Intelligence Director Reviews Changes Since September 11 Attacks

Sept. 12, 2006
Negroponte says more analysts, intelligence-sharing strengthen counterterrorism

The following piece was originally published in the September 10 edition of the Washington Post and is in the public domain. There are no republication restrictions. The author is the U.S. director of national intelligence.

Yes, We Are Better Prepared, By John D. Negroponte, U.S. Director of National Intelligence

Surprise is what intelligence is intended to prevent, but on Sept. 11, 2001, our nation was surprised, and the results were tragic. Now the fifth anniversary of those horrific events raises anew the question: Is our nation's intelligence community better prepared to keep America safe? The answer is yes. U.S. intelligence has made major advances since that Sept. 11.

First and foremost, we better understand, and are aligned to meet, the threat of transnational terror. Although our enemy is constantly changing and remains deadly, our collectors and analysts are carefully tracking the evolution of al-Qaeda and its ideological allies. Today, we have several times as many "all source" analysts -- those who look at all types of intelligence -- focusing on the terrorist threat as were in place on Sept. 11. And as we build up analytic insight and expertise, we also are devoting resources to increased human intelligence collection on targets of primary concern. One important indicator of effectiveness: We and our partners have captured or killed a majority of the al-Qaeda leadership involved in planning and directing the Sept. 11 attacks.

Second, we know that intelligence does little good if those who need it don't see it. Over the past five years we have made great progress in breaking down information "stovepipes." The results are tangible.

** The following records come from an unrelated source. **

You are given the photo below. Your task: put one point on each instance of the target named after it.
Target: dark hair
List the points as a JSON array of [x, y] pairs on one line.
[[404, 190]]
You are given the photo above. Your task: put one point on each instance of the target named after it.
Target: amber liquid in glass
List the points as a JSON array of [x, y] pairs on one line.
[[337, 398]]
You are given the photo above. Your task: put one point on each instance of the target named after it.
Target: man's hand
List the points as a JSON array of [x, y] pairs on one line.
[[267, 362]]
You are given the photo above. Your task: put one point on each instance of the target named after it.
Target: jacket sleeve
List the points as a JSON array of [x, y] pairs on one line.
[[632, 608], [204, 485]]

Without good intelligence in the right hands, coalition forces in Iraq could not have located and killed Abu Musab al-Zarqawi, whose bloody attacks took so many Iraqi and coalition lives. More recently, British intelligence performed spectacularly in enabling British law enforcement to shut down last month's airline plot. All credit goes to the British, but U.S. and Pakistani intelligence-sharing -- among U.S. intelligence agencies and with the British -- supported their efforts.

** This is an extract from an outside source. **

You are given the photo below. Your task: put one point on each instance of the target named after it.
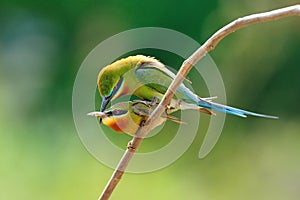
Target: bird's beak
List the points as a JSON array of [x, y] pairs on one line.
[[97, 114], [105, 101]]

These are concrete examples of how we have changed and are changing the way we do business. We continue to strengthen the National Counterterrorism Center, which integrates 28 intelligence networks. In addition, we have created the National Security Branch at the FBI, expanding and connecting the bureau's intelligence, counterterrorism and counterintelligence capabilities. In 2005 only a few hundred employees at the FBI had access to the National Counterterrorism Center's secret-level online information sources. Now that figure is in the thousands. At the same time, we are weaving state and regional fusion centers, as well as more than 100 FBI Joint Terrorism Task Forces, into a national network designed to ensure that actionable threat information gets where it needs to go in a timely fashion. Although sharing information between agencies and with allies is a demanding process, it is critical to countering transnational threats.

We are also more vigilant than ever concerning the threat posed by weapons of mass destruction in the hands of terrorists. We located the National Counterterrorism Center and the newly created National Counterproliferation Center together. We have worked closely with the FBI to establish a WMD Division to ensure that our domestic counterterrorism efforts include expertise on weapons of mass destruction. And we created a "WMD Innovation Fund" for intelligence community analysis, collection, and science and technology projects.

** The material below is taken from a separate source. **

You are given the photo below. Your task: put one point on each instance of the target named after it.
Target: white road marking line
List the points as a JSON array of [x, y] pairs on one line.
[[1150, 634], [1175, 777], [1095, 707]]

Of course, we continue to improve our efforts against other, more traditional challenges. We have enhanced our focus on North Korea and Iran -- in particular those nations' WMD programs. North Korea's recent long-range missile launch tested the intelligence community's integration, and we ensured that military and civilian intelligence agencies, in concert with our international partners, provided policymakers with the intelligence they needed to fashion an appropriate diplomatic response.

That's good, but we can do even better. We know this because we have already completed an intelligence community-wide "lessons learned" review to see how we can improve. We will not allow ourselves to become complacent; every success affords us an opportunity to prepare better for the next challenge, which will surely come.

In the decades leading up to Sept. 11, America's intelligence community was configured to focus on the major threats presented by the Cold War. We now live in a different era, challenged by a radically different set of threats that have crossed our borders.

Both the Sept. 11 commission and the Robb-Silberman WMD commission accurately and eloquently detailed these new challenges. These commissions also offered a vision for 21st-century intelligence that we have fully embraced. We are "connecting the dots" both nationally and internationally, integrating counterterrorism analysis across the intelligence community, and removing bureaucratic barriers to information-sharing. This is a tall order. But the American people should understand that the components of the nation's intelligence community are working together in ways that were almost unimaginable before Sept. 11.

Through a new focus and better techniques, U.S. intelligence is collecting more information, analyzing it more rigorously and sharing it more broadly. Intelligence is not a panacea, but there are ways to ensure that the intelligence contribution to national security gets stronger, helping thwart our adversaries before they bring us more harm.